From dog to dog he passed. To each he spoke a word of farewell. Each he caressed with a pat on the head. Each he killed with a single grip of his muscular hands, gripping them at the nape of the neck, where the bones parted in his powerful fingers. Silently and swiftly he proceeded until only one dog remained alive, old Paulus, the patriarch of the pack.

He bent over the animal, which raised its dim eyes to his and licked at his hands.

"Paulus, dear old friend that I have grown up with; farewell, Paulus," he said. He pressed his face against the noble head of the dog. When he raised it tears were coursing down his cheeks. Then Paulus's spirit sped.

Two by two he dragged the bodies into the cabin.

"Of old a great general in that far world of men burned his ships that he might not turn back. I will not turn back," he murmured. With a splinter of blazing coal he fired the house and the dog-shed. He tore the gate of the stockade from its hinges and cast it into the ruins. With his great strength he toppled over the capping-stones of the wall, and left it a ruin also.

2. THE FIRST WOMAN

PROBABLY IN ALL the world there was not the equal of the team of dogs which Polaris had selected for his journey. Their ancestors in the long ago had been the fierce, gray timberwolves of the north. Carefully cross-bred, the strains in their blood were of the wolf, the great Dane, and the mastiff; but the wolf strain held dominant. They had the loyalty

of the mastiff, the strength of the great Dane, and the tireless sinews of the wolf. From the environment of their rearing they were well furred and inured to the cold and hardships of the Antarctic. They would travel far.

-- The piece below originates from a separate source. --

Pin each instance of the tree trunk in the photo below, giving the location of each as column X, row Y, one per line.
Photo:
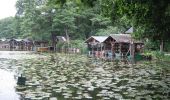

Polaris did not ride on the sledge. He ran with the dogs, as swift and tireless as they. A wonderful example of the adaptability to conditions of the human race, his upbringing had given him the strength and endurance of an animal. He had never seen the dog that he could not run down.

He, too, would travel fast and far.

In the nature of the land through which they journeyed on their first dash to the northward, there were few obstacles to quick progress. It was a prairie of snow, wind-swept, and stretching like a desert as far as eye could discern. Occasionally were upcroppings of coal cliffs similar to the one where had been Polaris's home. On the first drive they made a good fifty miles.

Need of sleep, more than fatigue, warned both man and beasts of camping-time. Polaris, who seemed to have a definite point in view, urged on the dogs for an hour longer than was usual on an ordinary trip, and they came to the border of the immense snow-plain.

To the northeast lay a ridge of what appeared to be snow-covered hills. Beyond the edge of the white prairie was a forest of ice. Millions of jagged monoliths stood and lay, jammed closely together, in every conceivable shape and angle.

At some time a giant ice-flow had crashed down upon the land. It had fretted and torn at the shore, had heaved itself up, with its myriad gleaming tusks bared for destruction. Then nature had laid upon it a calm, white hand, and had frozen it quiet and still and changeless.

Away to the east a path was open, which skirted the field of broken ice and led in toward the base of the hills.

Polaris did not take that path. He turned west, following the line of the ice-belt. Presently he found what he sought. A narrow lane led into the heart of the iceberg.

At the end of it, caught in the jaws of two giant bergs, hung fast, as it had hung for years, the sorry wreck of a stout ship. Scarred and rent by the grinding of its prison-ice, and weather-beaten by the rasping of wind-driven snow in a land where the snow never melts, still on the square stern of the vessel could be read the dimming letters which spelled "Yedda."

Polaris unharnessed the pack, and man and dogs crept on board the hulk. It was but a timber shell. Much of the decking had been cut away, and everything movable had been taken from it for the building of the cabin and the shed, now in black ruins fifty miles to the south.